Recently, I've been submerging myself in thoughts of age. It is something that I often dismiss from my mind as my thought is the most horrible procrastinator. If it ever came to mind even once, my mind just pushed it away, for after all, it is very far in the future and I have nothing to worry about except the present (which is most definitely a gift). Then again, it is very important, at least to myself, to begin thinking about the future since it is very very close. Yet, what is the future? When I am 18, the future is still there. And when I am 21, it still remains. By the time I reach mid-life, it still stands. Sometimes I wonder about those nouns, they just seem to sit there silently as the world passes by, unwary. I supposed the present is without a doubt, the most worshipped and well-known. The world is so caught up in the "now" and focus on worldly things, getting so caught up in it that they are unaware that the future has already approached. And by the time they are completely aware of that fact, it is already too late and the ones who have prepared are moving happily on, and the ones who haven't are left behind. I think that is what the aging sermons have all been sending, although quite tediously. I still feel that I am still quite young to understand completely.

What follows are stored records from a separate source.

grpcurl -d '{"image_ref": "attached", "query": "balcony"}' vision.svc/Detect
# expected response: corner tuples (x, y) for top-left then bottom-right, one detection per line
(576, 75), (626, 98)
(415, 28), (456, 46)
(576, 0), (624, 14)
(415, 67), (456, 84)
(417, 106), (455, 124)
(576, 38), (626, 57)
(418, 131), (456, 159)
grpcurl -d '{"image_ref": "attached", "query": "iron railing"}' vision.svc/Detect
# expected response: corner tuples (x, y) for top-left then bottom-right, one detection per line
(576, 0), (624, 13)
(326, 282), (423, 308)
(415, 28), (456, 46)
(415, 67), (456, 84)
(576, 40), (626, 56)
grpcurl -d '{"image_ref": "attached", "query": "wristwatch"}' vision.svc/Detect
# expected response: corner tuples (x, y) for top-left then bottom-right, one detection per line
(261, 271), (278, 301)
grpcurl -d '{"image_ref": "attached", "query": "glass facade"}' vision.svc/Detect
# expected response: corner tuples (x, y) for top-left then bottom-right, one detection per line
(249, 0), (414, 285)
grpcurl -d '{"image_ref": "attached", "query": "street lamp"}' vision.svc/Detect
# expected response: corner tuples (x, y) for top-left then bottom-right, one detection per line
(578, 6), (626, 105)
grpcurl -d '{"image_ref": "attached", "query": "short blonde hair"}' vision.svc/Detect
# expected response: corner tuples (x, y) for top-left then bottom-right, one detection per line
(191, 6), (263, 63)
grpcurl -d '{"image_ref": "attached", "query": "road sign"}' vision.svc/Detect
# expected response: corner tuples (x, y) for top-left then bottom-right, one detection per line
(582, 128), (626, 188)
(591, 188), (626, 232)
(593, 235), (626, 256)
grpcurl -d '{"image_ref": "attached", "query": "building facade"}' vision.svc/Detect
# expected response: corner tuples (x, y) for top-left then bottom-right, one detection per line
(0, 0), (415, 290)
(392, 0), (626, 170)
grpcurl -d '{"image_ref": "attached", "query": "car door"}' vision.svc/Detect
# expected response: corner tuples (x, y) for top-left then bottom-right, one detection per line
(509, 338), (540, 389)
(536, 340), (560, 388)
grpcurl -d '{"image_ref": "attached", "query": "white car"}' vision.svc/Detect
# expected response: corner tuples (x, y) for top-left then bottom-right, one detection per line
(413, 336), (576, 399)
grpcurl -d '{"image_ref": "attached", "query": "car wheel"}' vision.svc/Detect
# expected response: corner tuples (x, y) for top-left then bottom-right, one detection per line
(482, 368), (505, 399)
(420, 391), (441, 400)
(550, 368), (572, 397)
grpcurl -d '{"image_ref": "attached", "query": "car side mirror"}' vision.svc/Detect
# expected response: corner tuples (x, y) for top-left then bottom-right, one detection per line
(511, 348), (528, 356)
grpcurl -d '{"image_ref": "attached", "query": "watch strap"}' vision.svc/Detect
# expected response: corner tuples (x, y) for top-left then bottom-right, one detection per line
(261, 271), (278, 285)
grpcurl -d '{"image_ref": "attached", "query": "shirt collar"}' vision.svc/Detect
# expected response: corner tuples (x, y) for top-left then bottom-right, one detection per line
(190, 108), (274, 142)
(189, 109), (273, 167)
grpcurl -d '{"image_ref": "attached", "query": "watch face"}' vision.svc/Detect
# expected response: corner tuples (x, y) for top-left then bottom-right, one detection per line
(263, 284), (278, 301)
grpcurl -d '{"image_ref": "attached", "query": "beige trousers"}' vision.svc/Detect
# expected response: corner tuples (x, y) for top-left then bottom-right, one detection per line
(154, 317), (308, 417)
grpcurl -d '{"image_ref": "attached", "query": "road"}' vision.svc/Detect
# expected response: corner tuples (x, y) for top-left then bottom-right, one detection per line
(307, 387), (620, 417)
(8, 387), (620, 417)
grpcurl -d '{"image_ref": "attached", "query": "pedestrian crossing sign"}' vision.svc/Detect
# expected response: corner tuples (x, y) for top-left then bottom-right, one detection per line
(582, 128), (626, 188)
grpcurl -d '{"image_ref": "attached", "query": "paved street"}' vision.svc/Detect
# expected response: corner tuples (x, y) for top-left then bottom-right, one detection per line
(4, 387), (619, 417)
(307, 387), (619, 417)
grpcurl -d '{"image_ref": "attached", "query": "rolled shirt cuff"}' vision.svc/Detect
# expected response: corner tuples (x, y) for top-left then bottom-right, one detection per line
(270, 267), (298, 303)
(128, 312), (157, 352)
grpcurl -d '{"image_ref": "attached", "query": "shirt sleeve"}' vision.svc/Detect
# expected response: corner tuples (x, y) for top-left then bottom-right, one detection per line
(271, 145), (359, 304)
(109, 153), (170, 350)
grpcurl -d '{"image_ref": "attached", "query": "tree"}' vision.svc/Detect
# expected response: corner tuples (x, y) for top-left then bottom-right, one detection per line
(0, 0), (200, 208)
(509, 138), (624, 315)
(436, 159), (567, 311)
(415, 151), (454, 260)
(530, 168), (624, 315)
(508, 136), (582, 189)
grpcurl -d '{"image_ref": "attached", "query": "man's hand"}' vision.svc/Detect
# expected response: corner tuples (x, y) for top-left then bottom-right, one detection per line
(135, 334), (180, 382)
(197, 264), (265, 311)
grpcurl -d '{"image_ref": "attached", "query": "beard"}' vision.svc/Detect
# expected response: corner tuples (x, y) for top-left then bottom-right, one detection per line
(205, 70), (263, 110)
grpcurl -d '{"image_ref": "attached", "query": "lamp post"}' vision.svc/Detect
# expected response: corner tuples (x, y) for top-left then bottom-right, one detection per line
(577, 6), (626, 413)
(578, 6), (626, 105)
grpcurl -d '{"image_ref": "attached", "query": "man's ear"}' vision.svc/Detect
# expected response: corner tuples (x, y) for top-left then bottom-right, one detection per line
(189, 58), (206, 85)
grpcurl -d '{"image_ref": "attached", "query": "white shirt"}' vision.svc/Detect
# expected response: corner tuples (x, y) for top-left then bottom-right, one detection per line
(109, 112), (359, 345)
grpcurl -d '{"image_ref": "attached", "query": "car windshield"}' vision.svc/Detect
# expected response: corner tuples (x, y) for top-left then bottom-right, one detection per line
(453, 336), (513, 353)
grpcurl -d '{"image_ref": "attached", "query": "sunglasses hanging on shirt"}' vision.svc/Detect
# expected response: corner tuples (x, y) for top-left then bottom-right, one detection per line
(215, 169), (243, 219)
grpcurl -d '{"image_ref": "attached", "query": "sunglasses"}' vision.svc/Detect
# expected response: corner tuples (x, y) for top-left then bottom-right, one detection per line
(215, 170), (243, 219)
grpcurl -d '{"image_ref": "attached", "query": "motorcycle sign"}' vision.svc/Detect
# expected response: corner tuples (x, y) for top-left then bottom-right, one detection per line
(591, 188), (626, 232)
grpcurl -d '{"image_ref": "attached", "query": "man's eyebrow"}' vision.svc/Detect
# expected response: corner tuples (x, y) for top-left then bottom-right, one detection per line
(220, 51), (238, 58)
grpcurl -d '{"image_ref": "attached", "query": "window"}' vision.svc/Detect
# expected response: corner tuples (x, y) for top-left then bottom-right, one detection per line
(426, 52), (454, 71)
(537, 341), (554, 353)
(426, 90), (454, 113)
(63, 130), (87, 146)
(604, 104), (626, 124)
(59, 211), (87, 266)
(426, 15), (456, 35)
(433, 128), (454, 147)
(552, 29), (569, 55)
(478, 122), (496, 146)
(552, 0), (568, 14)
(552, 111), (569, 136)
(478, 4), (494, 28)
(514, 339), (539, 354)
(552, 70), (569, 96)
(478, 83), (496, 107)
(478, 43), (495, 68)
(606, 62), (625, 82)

We definitely should invest our growth in Christ during this time. Looking into the future, will we have the time that we have currently? It is almost like how we are going to school...we have time now, and in the future what we have learned and through our growth we will be utilizing in the future. We should indulge in our youth. It is something that we can never get back. But perhaps in heaven we will? I have always wondered how old will we be in heaven? Will we be all the same height? The same face? Same...race? If any of that exists then. Then again, would diversity exist or would everything be "equal" so that something such as jealousy would not exist? And then, the thought that comes to mind is that, even if we are all different in heaven, it would not matter? Perhaps...because of the absence of sin in God's complete presence, difference would not matter and we would all accept one another? We would all be beautiful in one another's eyes, unlike on earth where there is a standard of beauty, where we would see just like God sees that there is beauty in every single one of us.
I don't know what I am saying. But I often feel like I am alone, that I am the only one who drowns myself in these thoughts and questions that I, myself am not even sure would ever be answered.